Lost flu sales weigh on Roche and other pharmas in Q1
Roche
The absence of last year's windfall profits from drugs and vaccines to tackle the H1N1 swine flu pandemic will be a common theme for several European drugmakers.
Roche saw high demand for Tamiflu, a pill used to treat flu, and sales of pandemic vaccines also inflated revenues at GlaxoSmithKline
Business this year is back to normal, with Tamiflu sales seen down about 75 percent, dragging Roche quarterly pharmaceutical sales 9.2 percent lower, as European price cuts also take their toll, according to a Reuters poll of analysts.
Overall sales by the Swiss group, which is also the world leader in diagnostics, are seen falling 7.2 percent to 11.4 billion Swiss francs ($12.5 billion).

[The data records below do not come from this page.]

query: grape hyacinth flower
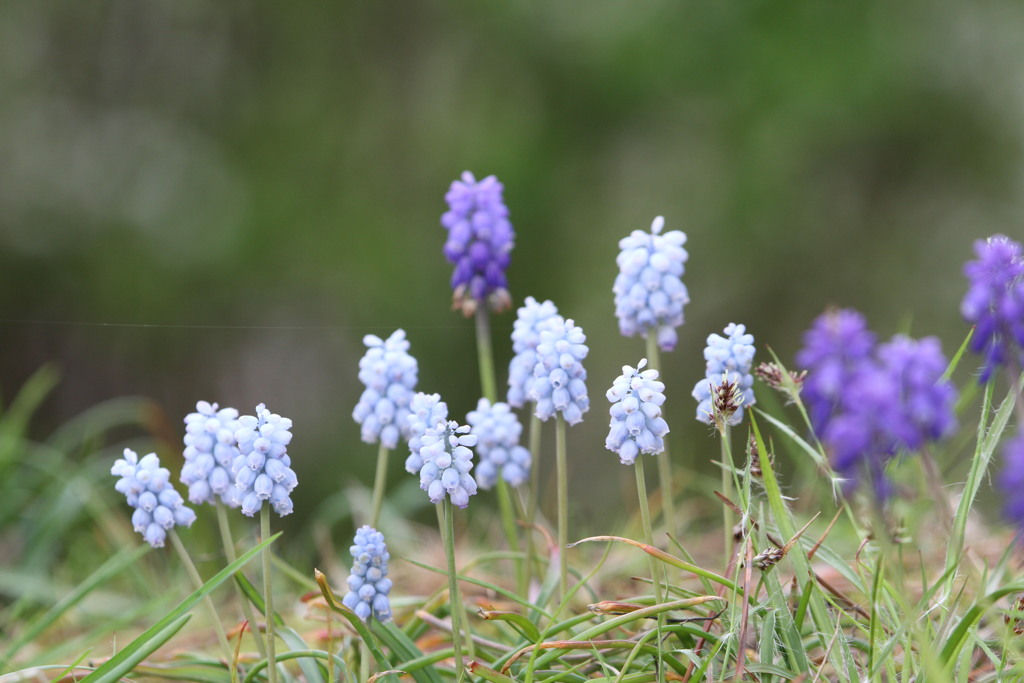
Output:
[352,330,419,449]
[179,400,239,507]
[466,398,530,489]
[611,216,690,351]
[341,526,391,622]
[998,428,1024,538]
[528,318,590,425]
[441,171,515,317]
[604,358,669,465]
[507,297,561,408]
[111,449,196,548]
[231,403,299,517]
[692,323,755,427]
[420,420,477,508]
[797,308,876,435]
[406,391,447,474]
[961,234,1024,383]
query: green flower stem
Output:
[476,305,498,403]
[437,496,464,681]
[555,413,569,601]
[259,502,278,683]
[370,441,391,528]
[167,528,234,668]
[213,504,266,657]
[633,454,665,681]
[647,329,677,543]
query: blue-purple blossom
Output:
[604,358,669,465]
[352,330,419,449]
[420,420,477,508]
[406,391,447,474]
[611,216,690,351]
[692,323,755,425]
[231,403,299,517]
[441,171,515,315]
[797,308,876,435]
[797,310,956,491]
[180,400,239,507]
[961,234,1024,382]
[466,398,530,488]
[998,427,1024,536]
[527,318,590,425]
[341,526,391,622]
[507,297,561,408]
[111,449,196,548]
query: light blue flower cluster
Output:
[466,398,530,488]
[231,403,299,517]
[692,323,755,425]
[180,400,239,507]
[111,449,196,548]
[528,318,590,425]
[352,330,419,449]
[406,391,447,474]
[341,526,391,622]
[441,171,515,315]
[604,358,669,465]
[507,297,561,408]
[611,216,690,351]
[420,420,477,508]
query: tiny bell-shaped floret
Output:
[692,323,755,429]
[406,391,447,474]
[466,398,530,488]
[179,400,239,507]
[529,318,590,425]
[231,403,299,517]
[507,297,561,408]
[611,216,690,351]
[111,449,196,548]
[352,330,419,449]
[604,358,669,465]
[341,526,391,622]
[441,171,515,316]
[420,420,477,508]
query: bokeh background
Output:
[0,0,1024,548]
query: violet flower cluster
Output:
[179,400,239,508]
[352,330,419,449]
[527,317,590,425]
[507,297,561,408]
[231,403,298,517]
[961,234,1024,383]
[604,358,669,465]
[341,526,391,622]
[797,310,956,497]
[692,323,755,425]
[466,398,530,489]
[406,391,447,474]
[420,420,477,508]
[611,216,690,351]
[441,171,515,316]
[111,449,196,548]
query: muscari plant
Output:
[7,174,1024,683]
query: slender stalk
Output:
[555,413,569,600]
[167,528,234,669]
[259,502,278,683]
[633,454,665,681]
[213,505,266,657]
[647,329,678,536]
[370,441,391,528]
[476,305,498,403]
[437,497,464,681]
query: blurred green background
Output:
[0,0,1024,536]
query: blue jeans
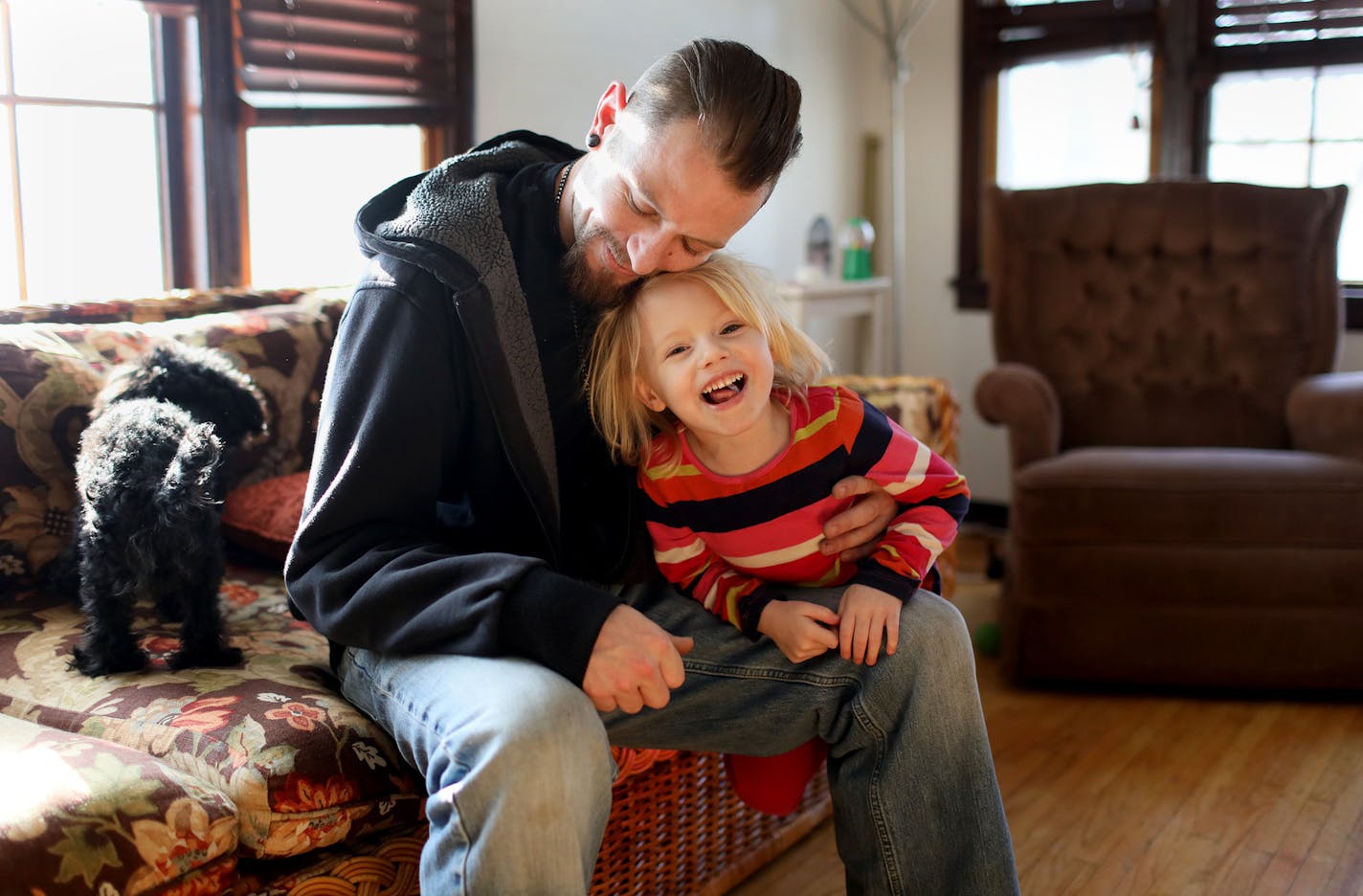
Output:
[340,588,1018,896]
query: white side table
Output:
[777,271,894,373]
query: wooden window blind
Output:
[1199,0,1363,71]
[967,0,1156,71]
[234,0,473,124]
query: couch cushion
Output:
[0,569,424,857]
[0,716,237,895]
[0,296,341,594]
[222,471,308,562]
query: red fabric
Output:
[222,471,308,561]
[724,738,829,816]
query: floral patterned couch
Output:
[0,289,955,896]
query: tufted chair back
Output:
[986,181,1347,450]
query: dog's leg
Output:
[169,543,241,668]
[71,543,147,677]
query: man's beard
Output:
[559,225,639,309]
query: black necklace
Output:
[553,158,586,370]
[553,158,578,212]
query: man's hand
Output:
[838,585,904,665]
[758,600,838,662]
[582,604,694,713]
[819,476,898,562]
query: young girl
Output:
[589,249,969,664]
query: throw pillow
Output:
[222,471,308,562]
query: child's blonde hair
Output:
[588,254,832,463]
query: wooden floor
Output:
[733,531,1363,896]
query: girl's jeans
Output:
[338,587,1018,896]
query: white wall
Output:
[475,0,1363,504]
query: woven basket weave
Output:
[592,750,830,896]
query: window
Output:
[1206,65,1363,282]
[995,49,1151,189]
[247,124,421,286]
[0,0,181,305]
[0,0,473,304]
[954,0,1363,328]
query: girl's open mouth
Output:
[701,373,749,405]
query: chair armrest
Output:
[974,364,1061,469]
[1286,371,1363,461]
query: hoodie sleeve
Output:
[285,268,618,683]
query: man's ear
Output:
[592,80,628,149]
[634,376,668,414]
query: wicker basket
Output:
[592,750,830,896]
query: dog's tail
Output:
[154,423,222,520]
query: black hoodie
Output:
[285,131,639,683]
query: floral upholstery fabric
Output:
[0,289,310,324]
[0,716,237,896]
[0,569,425,857]
[0,292,344,594]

The pharmaceuticals division will continue to show the impact of the austerity measures in Europe, lower use of Avastin in breast cancer following the partial removal of the indication in Europe and the recommendation of the FDA panel to remove the label in the USA, (and) the absence of pandemic sales for Tamiflu, Helvea analyst Karl-Heinz Koch said in a note.
Roche only gives sales figures at the quarterly stage, and investors will have to wait until next week for full results from other large drugmakers, including Eli Lilly
GSK, AstraZeneca
BREAKING UP?
Across the industry, drug companies are grappling with a wave of patent expiries on former blockbuster medicines and a lack of new products to replace them.

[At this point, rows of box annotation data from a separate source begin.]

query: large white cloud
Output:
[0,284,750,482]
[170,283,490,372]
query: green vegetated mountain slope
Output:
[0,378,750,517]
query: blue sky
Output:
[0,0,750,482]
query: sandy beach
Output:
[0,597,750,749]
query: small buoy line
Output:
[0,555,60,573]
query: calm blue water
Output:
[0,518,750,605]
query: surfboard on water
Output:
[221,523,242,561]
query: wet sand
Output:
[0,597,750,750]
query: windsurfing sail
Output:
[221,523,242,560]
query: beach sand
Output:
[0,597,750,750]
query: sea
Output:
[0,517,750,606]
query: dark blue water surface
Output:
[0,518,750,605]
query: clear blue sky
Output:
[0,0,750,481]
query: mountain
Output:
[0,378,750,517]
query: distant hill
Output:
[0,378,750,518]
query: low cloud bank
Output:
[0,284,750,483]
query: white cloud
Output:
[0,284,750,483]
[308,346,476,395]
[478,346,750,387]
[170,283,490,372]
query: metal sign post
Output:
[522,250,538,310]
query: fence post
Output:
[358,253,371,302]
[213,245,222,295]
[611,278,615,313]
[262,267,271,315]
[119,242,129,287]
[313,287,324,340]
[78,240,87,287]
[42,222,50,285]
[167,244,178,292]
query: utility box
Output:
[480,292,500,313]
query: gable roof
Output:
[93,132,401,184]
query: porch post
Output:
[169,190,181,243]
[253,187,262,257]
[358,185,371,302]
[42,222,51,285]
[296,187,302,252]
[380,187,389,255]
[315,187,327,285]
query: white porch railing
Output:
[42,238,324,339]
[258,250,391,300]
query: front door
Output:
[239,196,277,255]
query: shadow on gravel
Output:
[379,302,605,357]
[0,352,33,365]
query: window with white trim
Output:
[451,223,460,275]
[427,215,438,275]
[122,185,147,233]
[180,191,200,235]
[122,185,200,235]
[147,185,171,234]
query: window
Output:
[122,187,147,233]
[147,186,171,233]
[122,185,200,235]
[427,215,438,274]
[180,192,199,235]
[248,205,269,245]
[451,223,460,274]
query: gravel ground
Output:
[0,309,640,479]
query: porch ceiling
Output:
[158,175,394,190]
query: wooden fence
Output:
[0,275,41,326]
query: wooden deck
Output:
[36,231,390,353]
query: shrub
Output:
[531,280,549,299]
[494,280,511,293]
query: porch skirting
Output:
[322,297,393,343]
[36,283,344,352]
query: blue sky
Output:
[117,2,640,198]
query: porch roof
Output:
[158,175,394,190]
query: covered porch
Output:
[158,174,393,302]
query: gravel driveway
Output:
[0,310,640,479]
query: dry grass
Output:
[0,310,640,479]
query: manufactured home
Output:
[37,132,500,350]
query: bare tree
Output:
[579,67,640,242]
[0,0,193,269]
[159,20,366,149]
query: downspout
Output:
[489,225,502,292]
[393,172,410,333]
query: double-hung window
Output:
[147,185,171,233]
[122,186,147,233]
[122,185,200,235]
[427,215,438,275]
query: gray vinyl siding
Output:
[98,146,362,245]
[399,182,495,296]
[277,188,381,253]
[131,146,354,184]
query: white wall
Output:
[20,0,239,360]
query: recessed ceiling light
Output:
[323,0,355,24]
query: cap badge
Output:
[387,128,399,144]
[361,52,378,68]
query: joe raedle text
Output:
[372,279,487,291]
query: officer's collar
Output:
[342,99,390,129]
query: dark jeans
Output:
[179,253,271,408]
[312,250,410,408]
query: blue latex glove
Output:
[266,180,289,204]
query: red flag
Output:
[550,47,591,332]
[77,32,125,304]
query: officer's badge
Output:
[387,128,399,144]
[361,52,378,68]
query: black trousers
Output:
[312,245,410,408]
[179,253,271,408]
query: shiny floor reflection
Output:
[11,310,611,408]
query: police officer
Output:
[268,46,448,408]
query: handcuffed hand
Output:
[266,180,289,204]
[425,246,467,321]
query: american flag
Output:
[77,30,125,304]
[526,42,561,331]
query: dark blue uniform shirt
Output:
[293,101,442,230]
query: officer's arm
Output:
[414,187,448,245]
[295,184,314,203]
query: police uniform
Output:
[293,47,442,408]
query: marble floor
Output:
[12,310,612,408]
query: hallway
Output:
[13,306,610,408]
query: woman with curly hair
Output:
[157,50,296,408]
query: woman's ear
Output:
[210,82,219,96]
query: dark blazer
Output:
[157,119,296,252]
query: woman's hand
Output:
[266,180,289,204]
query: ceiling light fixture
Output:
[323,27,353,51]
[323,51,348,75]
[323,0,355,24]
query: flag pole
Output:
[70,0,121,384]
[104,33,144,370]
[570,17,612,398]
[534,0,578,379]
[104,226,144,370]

The result has been retrenchment and a series of deals designed to bolster flagging pipelines, such as Sanofi's $20 billion-plus purchase of Genzyme, which closed on Friday.
Industry goliath Pfizer
will keep the market guessing about how it is faring until May 3, when new Chief Executive Ian Read will present his first full quarter in charge of the world's biggest drugmaker.
So far, investors have liked what they have seen of Read's approach to cutting Pfizer's cost base and potentially divesting more units, and the stock has outperformed all its Big Pharma peers in 2011, with a gain of 18 percent.
Goldman Sachs analyst Jami Rubin expects Read to move rapidly to pare back the business with break-ups and spin-offs, as a debate among drug company executives about the right strategy for the future gains traction.
U.S. rival Merck, which is locked in an arbitration process with J&J over arthritis drugs Remicade and Simponi, has proved the laggard and has shed more than 5 percent since January 1.